The Sixth Circuit provides the first definitive, court of appeals decision on a recurring issue: is it a fiduciary act, subject to ERISA § 404(a)(1), for a plan fiduciary to incorporate (in this case, allegedly untruthful) SEC filings by reference in a Summary Plan Description, thus potentially misleading participants about the risk of investing retirement money in the employer's stock fund? The Sixth Circuit holds that it is.

George v. Junior Achievement Of Central Indiana, Inc., No. 11-3291 (7th Cir. Sept. 4, 2012)

The Seventh Circuit weighs in on an ERISA issue dividing the circuits: Do participants' informal complaints about plan-related issues constitute protected activity under Section 510, 29 U.S.C. §1140? With a thoughtful parsing of the language, the panel holds that such complaints do trigger the protections of Section 510.

McCravy v. Metropolitan Life Insurance Co., No. 10-1074 (4th Cir. July 5, 2012)

One of the difficulties of enforcing participants' statutory rights under ERISA, heretofore, has been the lack of effective make-whole remedies. But in the wake of last term's CIGNA Corp. v. Amara, 131 S. Ct. 1866 (2011), participants have remedial options not previously available to them for breach of fiduciary duty claims. The Fourth Circuit reverses summary judgment in a case where a participant had been allowed to pay for years for dependent life insurance that (evidently) she was not entitled to receive.

Koehler v. Aetna Health Inc., No. 11-10458 (5th Cir. May 31, 2012)

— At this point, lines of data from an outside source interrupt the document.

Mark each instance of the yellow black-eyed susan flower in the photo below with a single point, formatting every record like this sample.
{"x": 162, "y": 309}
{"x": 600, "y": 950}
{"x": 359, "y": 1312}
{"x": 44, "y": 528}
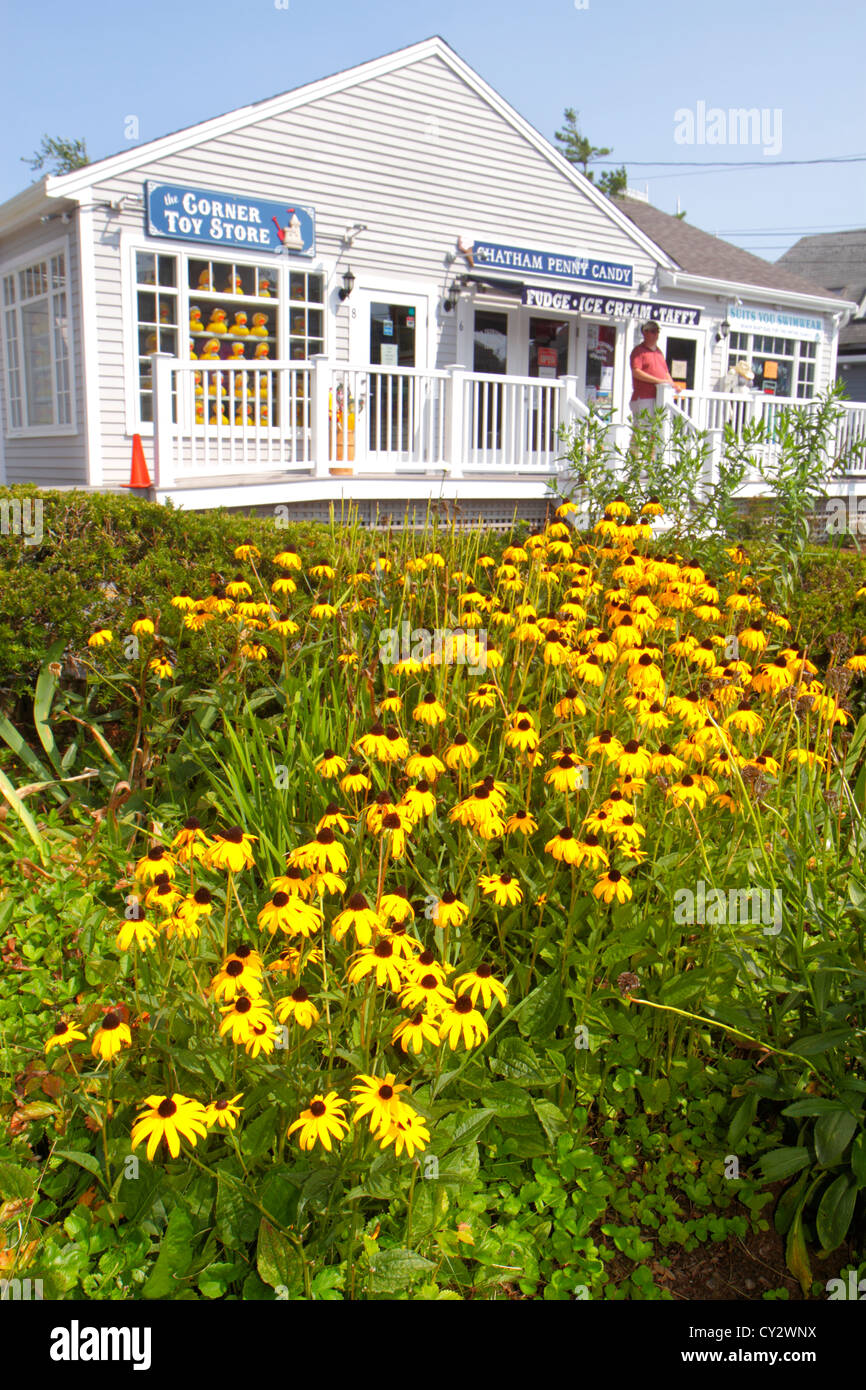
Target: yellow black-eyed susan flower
{"x": 360, "y": 918}
{"x": 520, "y": 823}
{"x": 563, "y": 847}
{"x": 613, "y": 884}
{"x": 449, "y": 911}
{"x": 242, "y": 1016}
{"x": 396, "y": 905}
{"x": 292, "y": 913}
{"x": 110, "y": 1036}
{"x": 382, "y": 962}
{"x": 320, "y": 854}
{"x": 231, "y": 849}
{"x": 419, "y": 801}
{"x": 223, "y": 1114}
{"x": 407, "y": 1133}
{"x": 502, "y": 887}
{"x": 189, "y": 841}
{"x": 355, "y": 781}
{"x": 481, "y": 983}
{"x": 414, "y": 1032}
{"x": 64, "y": 1034}
{"x": 377, "y": 1100}
{"x": 299, "y": 1008}
{"x": 156, "y": 862}
{"x": 460, "y": 754}
{"x": 170, "y": 1118}
{"x": 321, "y": 1122}
{"x": 462, "y": 1022}
{"x": 424, "y": 763}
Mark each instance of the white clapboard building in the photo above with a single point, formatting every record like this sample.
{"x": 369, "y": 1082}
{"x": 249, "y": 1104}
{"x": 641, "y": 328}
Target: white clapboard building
{"x": 384, "y": 285}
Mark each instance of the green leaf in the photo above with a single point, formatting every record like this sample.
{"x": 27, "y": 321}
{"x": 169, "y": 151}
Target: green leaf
{"x": 277, "y": 1261}
{"x": 783, "y": 1162}
{"x": 813, "y": 1043}
{"x": 833, "y": 1133}
{"x": 540, "y": 1014}
{"x": 395, "y": 1269}
{"x": 237, "y": 1219}
{"x": 88, "y": 1161}
{"x": 551, "y": 1118}
{"x": 742, "y": 1119}
{"x": 15, "y": 1183}
{"x": 46, "y": 687}
{"x": 520, "y": 1064}
{"x": 174, "y": 1258}
{"x": 836, "y": 1211}
{"x": 687, "y": 986}
{"x": 797, "y": 1255}
{"x": 469, "y": 1129}
{"x": 15, "y": 802}
{"x": 858, "y": 1158}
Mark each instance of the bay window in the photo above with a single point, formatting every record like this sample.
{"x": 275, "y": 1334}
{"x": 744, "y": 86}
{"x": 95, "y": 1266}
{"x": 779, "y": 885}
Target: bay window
{"x": 36, "y": 348}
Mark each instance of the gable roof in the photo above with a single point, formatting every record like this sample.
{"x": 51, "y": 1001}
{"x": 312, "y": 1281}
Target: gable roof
{"x": 699, "y": 253}
{"x": 836, "y": 260}
{"x": 74, "y": 184}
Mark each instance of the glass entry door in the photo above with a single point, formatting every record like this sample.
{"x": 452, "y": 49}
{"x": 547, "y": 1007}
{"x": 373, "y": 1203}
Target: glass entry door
{"x": 394, "y": 342}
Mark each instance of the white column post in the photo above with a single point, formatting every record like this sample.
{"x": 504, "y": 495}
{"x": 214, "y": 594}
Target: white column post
{"x": 163, "y": 424}
{"x": 456, "y": 420}
{"x": 320, "y": 385}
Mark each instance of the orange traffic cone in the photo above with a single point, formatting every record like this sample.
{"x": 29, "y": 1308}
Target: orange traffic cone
{"x": 138, "y": 476}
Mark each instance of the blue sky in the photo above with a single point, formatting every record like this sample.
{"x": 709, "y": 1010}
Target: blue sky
{"x": 627, "y": 67}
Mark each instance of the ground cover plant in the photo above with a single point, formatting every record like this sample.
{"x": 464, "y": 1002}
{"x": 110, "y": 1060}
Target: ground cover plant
{"x": 421, "y": 916}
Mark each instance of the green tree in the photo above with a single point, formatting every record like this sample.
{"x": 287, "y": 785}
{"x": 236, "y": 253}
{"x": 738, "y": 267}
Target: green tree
{"x": 581, "y": 152}
{"x": 61, "y": 156}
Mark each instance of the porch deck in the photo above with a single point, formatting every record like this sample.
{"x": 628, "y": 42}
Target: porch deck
{"x": 257, "y": 434}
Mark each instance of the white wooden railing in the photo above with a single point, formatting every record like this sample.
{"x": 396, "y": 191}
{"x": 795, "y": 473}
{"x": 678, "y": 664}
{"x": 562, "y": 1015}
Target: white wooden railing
{"x": 218, "y": 419}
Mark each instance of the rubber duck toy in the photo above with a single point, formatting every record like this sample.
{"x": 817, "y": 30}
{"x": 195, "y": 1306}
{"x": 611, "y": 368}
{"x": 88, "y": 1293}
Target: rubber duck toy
{"x": 217, "y": 321}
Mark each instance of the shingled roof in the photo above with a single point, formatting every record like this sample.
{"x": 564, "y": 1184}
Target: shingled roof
{"x": 838, "y": 262}
{"x": 698, "y": 253}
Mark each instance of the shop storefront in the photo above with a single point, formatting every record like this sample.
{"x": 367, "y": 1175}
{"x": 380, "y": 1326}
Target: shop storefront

In the ERISA field, here's a lifeline to all of those challenging "pre-authorization" denials of benefit claims. The Fifth Circuit re-animates a case challenging an HMO denial of Therapy for sleep apnea, based on a supposed "pre-authorization" requirement that the panel finds at-best ambiguous.

Savani v. Washington Safety Mgt. Solutions, No. 11-1206 (4th Cir. Mar. 20, 2012)

ERISA cases often turn on whether a plan administrator's interpretation of ambiguous plan language is reasonable (i.e., not an "abuse of discretion"). But in this non-precedential decision, a Fourth Circuit panel (2-1) tosses out a judgment in favor of the plan in the anti-cutback case - on the ground that only one interpretation of the plan is reasonable and favors the participants. It all started when the plan administrator demanded repayment of nearly 18 months' worth of benefits by a participant who (supposedly) was not eligible.

Pfeil v. State Street Bank and Trust Co., No. 10-2302 (6th Cir. Feb. 22, 2012)

Under what is known as the Moench presumption, an ERISA plan fiduciary's decision to remain invested in employer stock in an Employee Stock Ownership Plan (ESOP) is insulated from legal challenge unless the participant proves that a prudent fiduciary would have made a different investment decision. The Sixth Circuit today reverses dismissal of such a case, where the ESOP - of General Motors stock - cratered as GM went into bankruptcy. Importantly for the future of such cases, the Sixth Circuit rejected the rulings of several other circuits and holds that the participant need not allege the Moench presumption in a complaint.